Just tell him you gave it to--to----"

"Well?" says I. "Algernon who?"

"Tell him it was for Melville Slater," says he. "He'll know."

"Melly Slater, eh?" says I. "Sounds all aright. But I'd have to chew it over first, even for a half. I have chances of gettin' stung like this about four times a day, Melly. And, anyway, I got to file a message first, over at the next corner."

"I'll wait outside," says he.

"That's nice of you," says I. "It ain't any cinch you'll connect, though."

But as I dashes into a hotel where there's a blue sign out he leans up against a window gratin', sort of limp and exhausted, and it looks like he means to take a sportin' chance.

How you goin' to tell, anyway? Most of 'em say they've been thrown out of work by the trusts, but that they've heard of a job in Newark, or Bridgeport, or somewhere, which they could get if they could only rustle enough coin to pay the fare. And they'll add interestin'

details about havin' a sick wife, or maybe four hungry kids, and so on.

But this rusty bunch of works has a new variation. He's an old friend of the boss. Maybe it was partly so too. If it was--well, I got to thinkin' that over while the operator was countin' the words, and so the next thing I does is to walk over to the telephone queen and have her call up Mr. Robert.

"Well?" says he, impatient.

"It's Torchy again," says I. "I've filed the message, all right. But, say, there's a piece of human junk that I collected from in front of the club who's tryin' to panhandle me for a half on the strength of bein' an old chum of yours. He says his name's Melville Slater."

"Wha-a-at!" gasps Mr. Robert. "Melly Slater, trying to borrow half a dollar from you?"

"There's no doubt about his needin' it," says I. "My guess is that a half would be a life saver to him just now."

"Why, it doesn't seem possible!!" says Mr. Robert. "Of course, I haven't seen Melly recently; but I can't imagine how---- Did you say he was still there?"
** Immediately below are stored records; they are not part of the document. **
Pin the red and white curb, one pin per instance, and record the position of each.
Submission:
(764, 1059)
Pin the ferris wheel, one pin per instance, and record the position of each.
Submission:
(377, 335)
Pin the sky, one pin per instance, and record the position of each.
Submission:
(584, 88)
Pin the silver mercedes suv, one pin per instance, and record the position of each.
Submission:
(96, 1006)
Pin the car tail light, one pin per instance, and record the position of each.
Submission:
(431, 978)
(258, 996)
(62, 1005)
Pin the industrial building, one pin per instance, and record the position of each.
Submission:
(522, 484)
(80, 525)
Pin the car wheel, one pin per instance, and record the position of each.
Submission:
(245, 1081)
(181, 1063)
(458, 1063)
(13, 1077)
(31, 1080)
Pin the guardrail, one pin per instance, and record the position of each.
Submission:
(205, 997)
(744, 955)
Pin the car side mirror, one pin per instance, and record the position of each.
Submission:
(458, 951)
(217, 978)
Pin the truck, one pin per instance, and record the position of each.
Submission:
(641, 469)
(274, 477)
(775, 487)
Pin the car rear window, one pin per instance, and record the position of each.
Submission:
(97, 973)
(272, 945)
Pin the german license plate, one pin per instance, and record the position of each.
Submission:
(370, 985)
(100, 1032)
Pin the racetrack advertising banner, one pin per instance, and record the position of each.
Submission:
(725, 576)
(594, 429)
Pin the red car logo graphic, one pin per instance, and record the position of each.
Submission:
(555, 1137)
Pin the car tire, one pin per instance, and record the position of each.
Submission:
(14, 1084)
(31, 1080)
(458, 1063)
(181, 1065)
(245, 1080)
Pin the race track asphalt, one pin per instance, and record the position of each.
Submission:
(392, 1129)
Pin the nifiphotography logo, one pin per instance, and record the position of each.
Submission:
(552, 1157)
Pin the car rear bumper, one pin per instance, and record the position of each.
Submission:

"Hung up on the rail outside, if the cop ain't shooed him off," says I.

"Then keep him there until I come," says Mr. Robert. "If it's Melly, I must come. I'll be right over. But don't say a word to him until I get there."

"Got you," says I. "Hold Melly and keep mum."

I could pipe him off through the swing door vestibule; and, honest, from the lifeless way he's propped up there, one arm hangin' loose, his head to one side, and that white, pasty look to his nose and forehead--well, I didn't know but he'd croaked on the spot. So I slips through the cafe exit and chases along the side street until I meets Mr. Robert, who's pikin' over full tilt.

"You're sure it's Melly Slater, are you?" says he.

"I'm only sure that's what he said," says I. "But you can settle that soon enough. There he is, over there by the window."

"Why!" says Mr. Robert. "That can never be Melly; that is, unless he's changed wonderfully." With that he marches up and taps the object on the shoulder. "I say," says he, "you're not really Melly Slater, are you?"

There's a quick shiver runs through the man against the rail, and he lifts his eyes up cringin', like he expected to be hit with a club.